I want more investors not loans, says Museveni

President Museveni inspects a railway concrete sleeper factory after commissioning it in Buikwe District on September 1, 2023. PHOTO/JESSICA SABANO

What you need to know:

  • Museveni also said his government is in the final stages of developing Uganda’s own steel industry. 

President Museveni has urged investors in Uganda to invite their fellows to invest more in the country following a recent loan freeze by the World Bank.

"I do not need loans so much. What I need are investors. Bring in more to do more investments. This one is not lending me money but bringing in investment money not loans," Museveni said on Friday while commissioning Uganda’s first ever railway concrete sleeper factory whose construction was contracted to a Spanish Group, Imathia Construction.

He added: "I want you to do more work.  You can remain the owners as long as there are factories here, they should not put you [us] on pressure."

Museveni hailed the proprietors of the factory, led by the company’s chairman Julian Garcia Velverde, for “helping Uganda achieve part of its vision of building an economy that is integrated, independent, and self-sustaining.”

“I want to thank the Spanish Group for helping us in implementing part of this effort because Uganda needs the railway system which needs a number of things like sleepers and rails," he noted.

Velverde told journalists that the concrete plant in Eastern Uganda has 90 per cent local staff and young Ugandan employees are able to operate the factory.  

“The investment we have here has the capacity to supply sleepers for all the rehabilitation works the railway is undergoing.
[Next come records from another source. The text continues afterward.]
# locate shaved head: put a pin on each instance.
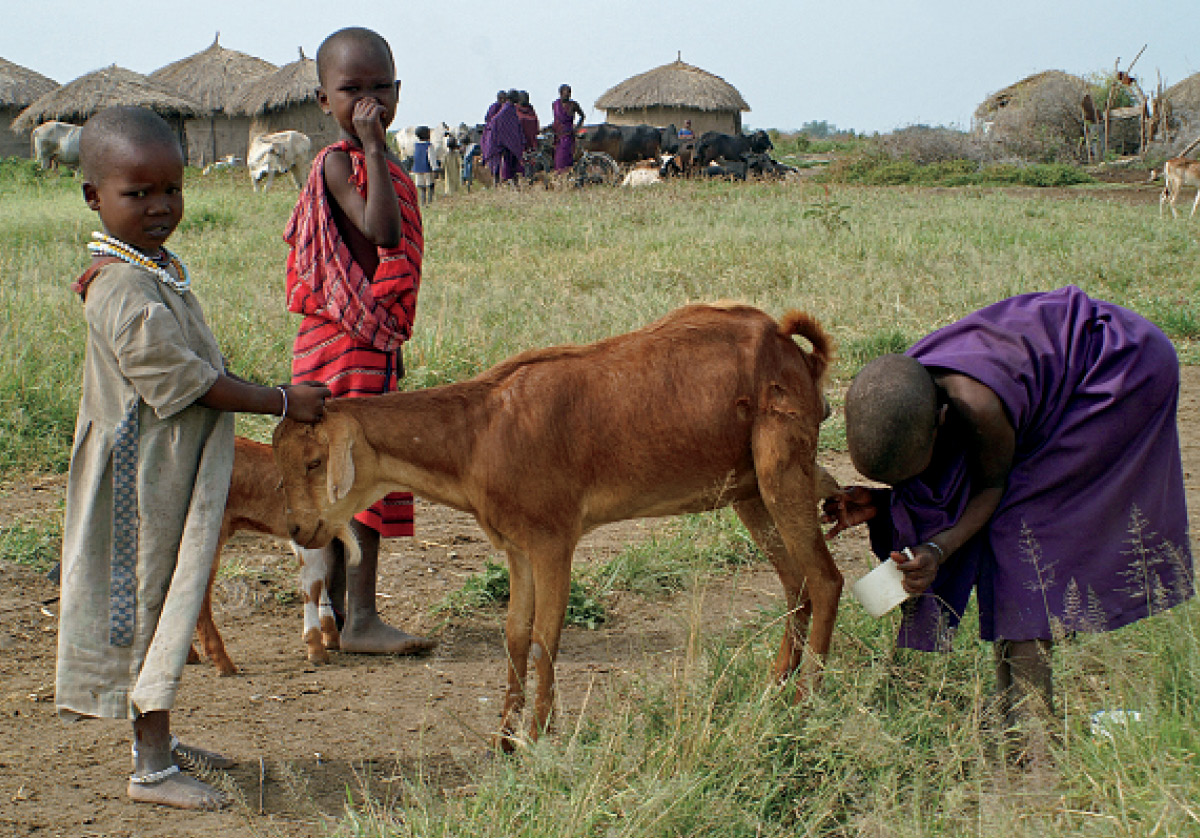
(891, 418)
(120, 127)
(352, 37)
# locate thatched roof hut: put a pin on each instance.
(1041, 115)
(215, 78)
(18, 89)
(675, 93)
(1183, 103)
(287, 100)
(76, 101)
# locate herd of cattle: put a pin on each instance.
(647, 153)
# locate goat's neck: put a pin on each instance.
(421, 441)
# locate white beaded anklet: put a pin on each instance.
(156, 777)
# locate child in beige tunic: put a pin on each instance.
(151, 459)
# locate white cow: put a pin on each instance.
(55, 143)
(229, 161)
(275, 154)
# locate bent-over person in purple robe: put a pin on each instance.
(1033, 456)
(564, 126)
(503, 143)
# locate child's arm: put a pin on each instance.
(303, 402)
(377, 216)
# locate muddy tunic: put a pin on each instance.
(149, 357)
(1092, 531)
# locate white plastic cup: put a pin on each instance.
(882, 588)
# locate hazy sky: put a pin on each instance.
(869, 65)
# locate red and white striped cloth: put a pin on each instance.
(354, 324)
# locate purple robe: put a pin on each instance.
(503, 143)
(1092, 531)
(564, 133)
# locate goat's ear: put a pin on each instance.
(340, 468)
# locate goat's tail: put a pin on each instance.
(807, 327)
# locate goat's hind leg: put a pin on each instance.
(517, 638)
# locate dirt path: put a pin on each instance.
(304, 735)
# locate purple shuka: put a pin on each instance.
(564, 135)
(503, 143)
(1092, 530)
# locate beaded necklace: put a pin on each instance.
(106, 245)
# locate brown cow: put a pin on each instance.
(711, 406)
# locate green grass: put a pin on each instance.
(891, 746)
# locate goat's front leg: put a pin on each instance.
(210, 638)
(318, 612)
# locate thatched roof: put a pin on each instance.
(673, 85)
(215, 77)
(291, 84)
(1050, 83)
(19, 85)
(76, 101)
(1185, 96)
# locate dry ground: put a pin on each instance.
(303, 735)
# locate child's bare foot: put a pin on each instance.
(174, 789)
(375, 636)
(189, 755)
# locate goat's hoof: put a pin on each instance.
(505, 742)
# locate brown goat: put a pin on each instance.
(256, 504)
(711, 406)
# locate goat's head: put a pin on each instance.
(323, 468)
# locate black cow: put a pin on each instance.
(730, 169)
(763, 166)
(715, 145)
(623, 143)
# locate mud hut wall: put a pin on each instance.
(726, 121)
(306, 118)
(13, 144)
(214, 137)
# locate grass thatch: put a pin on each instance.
(1051, 83)
(215, 77)
(673, 85)
(1038, 118)
(1183, 103)
(78, 100)
(291, 84)
(19, 85)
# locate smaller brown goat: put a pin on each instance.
(711, 406)
(256, 504)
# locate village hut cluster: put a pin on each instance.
(219, 101)
(1057, 114)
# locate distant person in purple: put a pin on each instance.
(564, 126)
(503, 142)
(501, 99)
(1032, 455)
(529, 130)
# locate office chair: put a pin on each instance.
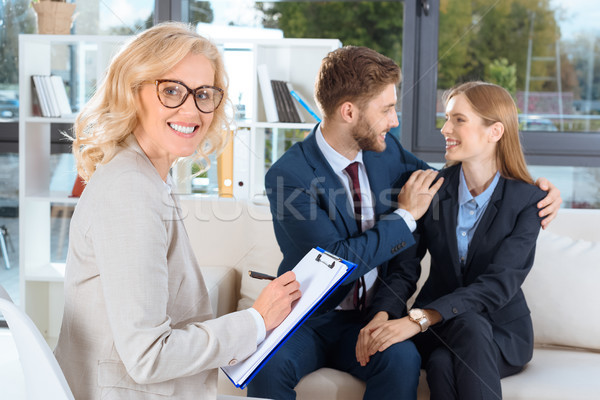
(43, 377)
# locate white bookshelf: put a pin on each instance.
(41, 280)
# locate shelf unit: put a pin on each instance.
(41, 279)
(292, 60)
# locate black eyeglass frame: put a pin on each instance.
(189, 91)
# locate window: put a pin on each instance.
(545, 53)
(17, 17)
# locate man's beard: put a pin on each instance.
(366, 137)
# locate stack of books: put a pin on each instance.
(50, 96)
(282, 103)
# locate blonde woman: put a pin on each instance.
(470, 322)
(137, 321)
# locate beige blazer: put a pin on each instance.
(137, 320)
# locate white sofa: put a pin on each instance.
(230, 237)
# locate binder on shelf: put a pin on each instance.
(282, 115)
(37, 105)
(58, 86)
(319, 274)
(288, 102)
(294, 104)
(42, 95)
(50, 96)
(267, 93)
(303, 103)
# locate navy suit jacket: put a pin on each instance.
(499, 258)
(310, 208)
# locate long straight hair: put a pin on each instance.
(494, 104)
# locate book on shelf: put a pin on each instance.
(39, 106)
(264, 81)
(50, 96)
(300, 100)
(279, 105)
(61, 95)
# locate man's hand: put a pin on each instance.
(550, 204)
(364, 337)
(275, 301)
(417, 193)
(391, 332)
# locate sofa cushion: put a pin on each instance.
(263, 256)
(556, 374)
(561, 291)
(220, 283)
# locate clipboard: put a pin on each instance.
(319, 274)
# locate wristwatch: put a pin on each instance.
(417, 315)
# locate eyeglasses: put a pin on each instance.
(173, 94)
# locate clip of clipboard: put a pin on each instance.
(316, 284)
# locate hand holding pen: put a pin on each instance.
(274, 303)
(260, 275)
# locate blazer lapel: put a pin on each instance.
(449, 211)
(379, 182)
(486, 222)
(328, 184)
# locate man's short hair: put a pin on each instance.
(354, 74)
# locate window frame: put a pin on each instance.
(419, 90)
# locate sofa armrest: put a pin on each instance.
(222, 290)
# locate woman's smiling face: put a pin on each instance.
(166, 134)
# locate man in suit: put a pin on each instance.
(313, 201)
(365, 216)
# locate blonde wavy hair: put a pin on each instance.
(494, 104)
(110, 116)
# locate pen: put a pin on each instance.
(260, 275)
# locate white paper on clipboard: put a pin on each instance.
(318, 273)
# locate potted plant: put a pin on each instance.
(54, 16)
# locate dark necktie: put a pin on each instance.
(352, 171)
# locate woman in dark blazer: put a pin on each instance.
(480, 230)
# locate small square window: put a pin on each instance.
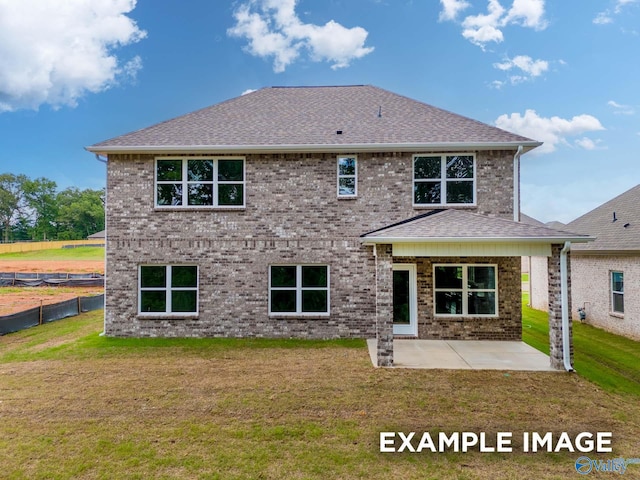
(299, 289)
(168, 289)
(444, 180)
(347, 177)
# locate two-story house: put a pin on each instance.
(321, 212)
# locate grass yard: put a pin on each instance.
(610, 361)
(77, 405)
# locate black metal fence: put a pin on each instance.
(18, 279)
(49, 313)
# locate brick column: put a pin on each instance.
(384, 305)
(555, 309)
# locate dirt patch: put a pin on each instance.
(52, 266)
(18, 299)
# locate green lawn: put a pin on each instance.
(78, 253)
(610, 361)
(74, 404)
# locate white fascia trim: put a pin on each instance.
(484, 240)
(337, 148)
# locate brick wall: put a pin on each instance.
(292, 215)
(591, 289)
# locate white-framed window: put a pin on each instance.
(168, 289)
(299, 290)
(617, 292)
(465, 290)
(347, 177)
(199, 182)
(448, 179)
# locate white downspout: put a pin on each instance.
(516, 184)
(104, 319)
(564, 292)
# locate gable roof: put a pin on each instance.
(309, 119)
(615, 224)
(463, 226)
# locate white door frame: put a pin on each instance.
(412, 328)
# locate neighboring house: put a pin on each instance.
(606, 273)
(321, 212)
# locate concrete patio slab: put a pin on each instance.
(465, 354)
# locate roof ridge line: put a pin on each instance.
(408, 220)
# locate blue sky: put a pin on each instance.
(564, 72)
I appeal to you to consider utilizing this new technology in Uganda and replace the current steel sleepers with these concrete sleepers,” he remarked in Buikwe District on September 1.

Notably, the factory has a daily production of 208 concrete sleepers of meter gauge for the refurbishment of Kampala-Namanve-Mukono.

“The concrete sleepers increase safety, comfort, and speed, as well as decrease the maintenance cost of the track, and there are fewer vandalism-associated costs,” Valverde observed.  

Still on Friday, Museveni said his government is in the final stages of developing Uganda’s own steel industry to help the country start manufacturing rails which will also be used in the construction of railway lines. 

Works and Transport minister Gen Edward Katumba Wamala hinted that the steel industry is being developed in Kabale District with capacity to distribute products in different parts of Africa.